I polled my audience during a recent webinar, asking the attendees to choose the statement that best describes their company:
We are sales driven
We are development/engineering driven
We are working towards being market-driven
We are market-driven
Surprisingly, 24% said that they work in market-driven companies. Call me cynical, but I doubt it. I’m betting that most of these companies are actually customer-driven, an excellent format for the sales and post-sales aspects of the business when you need to satisfy the objectives of a single account. But allow one or even a selected group of customers to guide the roadmap for your product and don’t be surprised if a big part of the market doesn’t buy it. Base your marketing strategy on feedback from current customers and chances are good that you’ll miss a larger, more receptive group of buyers. Try to gain support for a new strategy in a customer-driven company, and someone will point to a customer scenario that invalidates your plan.

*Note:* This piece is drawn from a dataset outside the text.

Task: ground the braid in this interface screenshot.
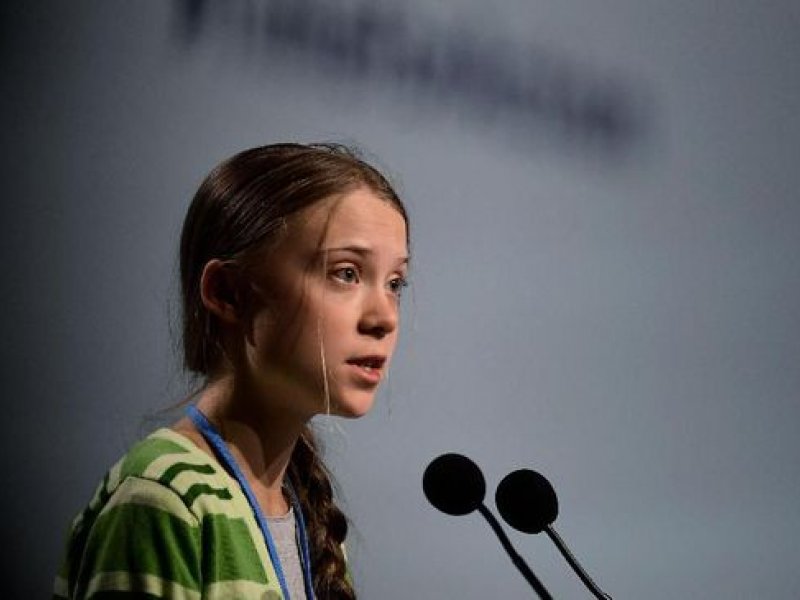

Marketers need to get the company focused on the market, not a few customers. Start your next meeting by introducing your stakeholders to your buyer persona. Build agreement about the details of the persona before you move on to the strategic decisions. If the group gets stuck, bring the conversation back to the persona, the only individual whose opinion matters in a market-driven company.
Let’s say that your target audience is the CIO, and everyone in your company agrees that you want to reach people who hold this title. But you still participate in endless debates as internal stakeholders propose messages and strategies based on their varying opinions.
Rather than adding your opinion to this chaos, why not hold a meeting to evaluate the CIO persona, creating a fictitious person that is populated with as much insight and detail as you would have about a close friend. Try to get past the obvious demographic data, developing a story that allows everyone to anticipate the target buyer’s reaction to various words and strategies. Now you have a focal point for a useful discussion about go-to-market strategies.
If you want to work in a market-driven company, grok your buyer personas and lead the way.